I want to insulate my basement. It is made of concrete block walls. What is the best way to do this?
Ideally this should have been done with Styrofoam insulation before the basement was backfilled during construction. However, please don’t dig out around the basement walls to do this. Trying to backfill at this point can cause damage to the block walls.
Because I’m not sure what you’re going to do with the basement (are you trying to make it into a living area? A pantry? Are you trying to heat and cool it?), these suggestions are only general recommendations. As you probably know, if you’re trying to heat and cool a basement area, the dirt against the walls serves as a wick, drawing the heated and/or cooled air out. If your basement is high and dry, our construction consultant recommended building a stud wall 2” from the block wall. (Leaving that two inch clearance provides an air gap around the wall for ventilation purposes.) Insulate the stud wall like any other wall in your house and cover with Sheetrock. If your basement is damp and wet and prone to moisture, you’re going to have to waterproof it first. There are so many variables that can determine what type of waterproofing you use that it’s impossible to cover all contingencies in this small space. Consult with someone in your area that has experience in waterproofing basements.
Our consultant has seen people use furring strips nailed directly to the block foundation wall and then Sheetrock or paneling nailed directly to them, but this is not something he recommends. Not only do the nails used compromise the waterproofing of the wall (from holes and cracks), but they also compromise the structure of the blocks as well. Trying to nail directly to those blocks is a good way to get a running crack in your foundation wall, which is not something you want to do.

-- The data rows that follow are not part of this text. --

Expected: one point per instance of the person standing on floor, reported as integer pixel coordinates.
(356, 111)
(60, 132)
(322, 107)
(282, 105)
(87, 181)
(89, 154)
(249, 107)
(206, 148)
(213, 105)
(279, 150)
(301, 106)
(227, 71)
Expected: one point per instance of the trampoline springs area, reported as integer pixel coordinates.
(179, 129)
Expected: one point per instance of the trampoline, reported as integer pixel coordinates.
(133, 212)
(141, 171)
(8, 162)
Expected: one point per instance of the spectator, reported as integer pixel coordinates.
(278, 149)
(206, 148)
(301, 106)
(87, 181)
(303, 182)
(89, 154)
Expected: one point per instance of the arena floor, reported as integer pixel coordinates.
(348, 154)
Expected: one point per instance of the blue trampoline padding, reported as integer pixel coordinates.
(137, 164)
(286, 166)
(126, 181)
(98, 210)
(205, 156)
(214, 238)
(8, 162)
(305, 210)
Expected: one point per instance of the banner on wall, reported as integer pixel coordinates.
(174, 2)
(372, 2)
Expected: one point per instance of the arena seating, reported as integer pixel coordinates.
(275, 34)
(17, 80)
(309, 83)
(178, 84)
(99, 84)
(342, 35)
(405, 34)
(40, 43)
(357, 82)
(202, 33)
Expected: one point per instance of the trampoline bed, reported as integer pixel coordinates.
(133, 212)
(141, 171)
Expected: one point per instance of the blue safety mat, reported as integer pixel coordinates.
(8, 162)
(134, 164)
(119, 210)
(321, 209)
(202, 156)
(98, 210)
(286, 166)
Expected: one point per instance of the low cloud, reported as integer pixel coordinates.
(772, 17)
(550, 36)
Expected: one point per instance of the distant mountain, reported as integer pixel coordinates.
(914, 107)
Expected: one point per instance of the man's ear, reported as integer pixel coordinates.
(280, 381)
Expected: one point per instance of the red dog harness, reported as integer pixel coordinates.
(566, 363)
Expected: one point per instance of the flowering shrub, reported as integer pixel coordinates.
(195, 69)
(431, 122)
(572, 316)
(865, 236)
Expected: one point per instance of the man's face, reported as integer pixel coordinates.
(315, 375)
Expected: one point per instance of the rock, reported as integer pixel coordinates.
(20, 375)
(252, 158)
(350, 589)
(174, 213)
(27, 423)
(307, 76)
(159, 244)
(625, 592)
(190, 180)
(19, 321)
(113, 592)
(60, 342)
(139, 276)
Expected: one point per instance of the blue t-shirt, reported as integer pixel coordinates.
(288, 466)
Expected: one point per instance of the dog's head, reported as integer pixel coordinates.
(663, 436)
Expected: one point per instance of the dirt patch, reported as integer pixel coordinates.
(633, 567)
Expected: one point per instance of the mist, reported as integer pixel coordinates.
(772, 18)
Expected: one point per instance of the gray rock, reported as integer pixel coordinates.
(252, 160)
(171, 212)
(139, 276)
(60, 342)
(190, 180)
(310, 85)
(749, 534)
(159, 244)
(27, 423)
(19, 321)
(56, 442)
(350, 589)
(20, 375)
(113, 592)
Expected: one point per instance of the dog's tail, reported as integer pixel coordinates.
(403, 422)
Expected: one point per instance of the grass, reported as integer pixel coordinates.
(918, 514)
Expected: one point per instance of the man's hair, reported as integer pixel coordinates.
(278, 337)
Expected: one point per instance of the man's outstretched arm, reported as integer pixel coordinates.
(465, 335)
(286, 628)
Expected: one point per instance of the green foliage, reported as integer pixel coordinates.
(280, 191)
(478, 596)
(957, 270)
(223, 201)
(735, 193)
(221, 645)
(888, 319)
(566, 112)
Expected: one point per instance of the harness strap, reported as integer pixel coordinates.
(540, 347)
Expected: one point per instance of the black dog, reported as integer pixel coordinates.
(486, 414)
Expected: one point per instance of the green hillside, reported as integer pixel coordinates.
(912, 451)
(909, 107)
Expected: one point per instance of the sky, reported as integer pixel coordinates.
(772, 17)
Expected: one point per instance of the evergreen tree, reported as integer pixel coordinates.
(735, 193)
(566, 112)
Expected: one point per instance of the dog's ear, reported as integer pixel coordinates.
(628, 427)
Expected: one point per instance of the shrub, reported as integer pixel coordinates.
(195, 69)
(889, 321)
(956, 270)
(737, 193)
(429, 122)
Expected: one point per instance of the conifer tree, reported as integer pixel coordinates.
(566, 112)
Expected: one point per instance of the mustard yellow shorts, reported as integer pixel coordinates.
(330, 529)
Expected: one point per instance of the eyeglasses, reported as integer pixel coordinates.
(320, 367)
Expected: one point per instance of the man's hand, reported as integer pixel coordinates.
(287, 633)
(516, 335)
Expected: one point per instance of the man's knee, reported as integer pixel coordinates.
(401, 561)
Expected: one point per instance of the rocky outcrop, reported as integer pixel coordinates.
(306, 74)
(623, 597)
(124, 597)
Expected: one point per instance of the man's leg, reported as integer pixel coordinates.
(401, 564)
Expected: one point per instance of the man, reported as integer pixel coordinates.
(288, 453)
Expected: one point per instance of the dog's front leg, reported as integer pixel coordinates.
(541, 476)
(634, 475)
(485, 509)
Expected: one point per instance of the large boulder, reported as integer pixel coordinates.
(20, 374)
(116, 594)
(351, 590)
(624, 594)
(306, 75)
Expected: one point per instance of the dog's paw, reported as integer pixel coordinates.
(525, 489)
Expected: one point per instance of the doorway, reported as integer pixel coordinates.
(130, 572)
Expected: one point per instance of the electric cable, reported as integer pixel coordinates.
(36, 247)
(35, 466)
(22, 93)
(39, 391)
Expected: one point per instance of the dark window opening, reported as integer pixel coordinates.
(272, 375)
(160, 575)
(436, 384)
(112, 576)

My neighbor has offered to give me the saplings created by her pear tree. My understanding is that most fruit trees that are planted are spliced from other trees, therefore the roots are a different species. If the sapling is created by the root it will not bear fruit because it is not technically a pear tree, but whatever tree the root is. If the sapling was created by seeds from the tree and not the root, will the new tree bear fruit? Is the fruit considered a hybrid that will not reproduce a fruit bearing tree?
Paul from Illinois
If the sprout your neighbor is giving you comes from that root stock, then no, you’re right, it won’t be a pear. It’ll be whatever that rootstock is—if the tree is a grafted tree. The house we used to live in had old homestead pear trees on it, and those weren’t grafts. First make sure it’s a grafted tree before deciding anything.
If the sprout your neighbor has comes from the seed of the fruit of the tree, then your sprout will be a fruit bearing tree. However, if the parent tree is a graft, your sapling may grow to be twice as big as what your neighbor has because your sapling won’t be a graft. The root stock controls the size of the tree grafted onto it. However, you won’t be sure what type of pear tree pollinated your neighbor’s tree, so the seed may not produce a pure strain of pear. If you’re looking for a pure strain (such as a Bosc or an Oriental), you’ll need to take a cutting from your neighbor’s tree and actually root it.
I was just reading the post from DH. I am a beekeeper and wanted to add some info for your readers.
The bumble bee is much more sensitive to any environmental problems, and as such, the more you see the healthier your garden/yard/farm, etc., is. Always be glad to see the bumble bee, and they get along just fine with the honey bee. My “girls” don’t mind them at all. In fact, I’ve seen a bumble bee take a short “cruise” inside one of my hives with no apparent “alarm” from my honey bees. But I have to tell you, each hive can have a completely different “personality.” I have one have that I can look in on without any protection, and they are just fine with me peeking in and checking on them. Another hive right next door doesn’t share that same casual personality, so I always have to “dress for the occasion.” J
God’s Blessings to You,
Thank you for writing in. My husband calls his bees his “girls” as well! And like you, we have that one hive that just carries an attitude no matter how careful you are with them! Bees are fascinating creatures, and I enjoy ours immensely.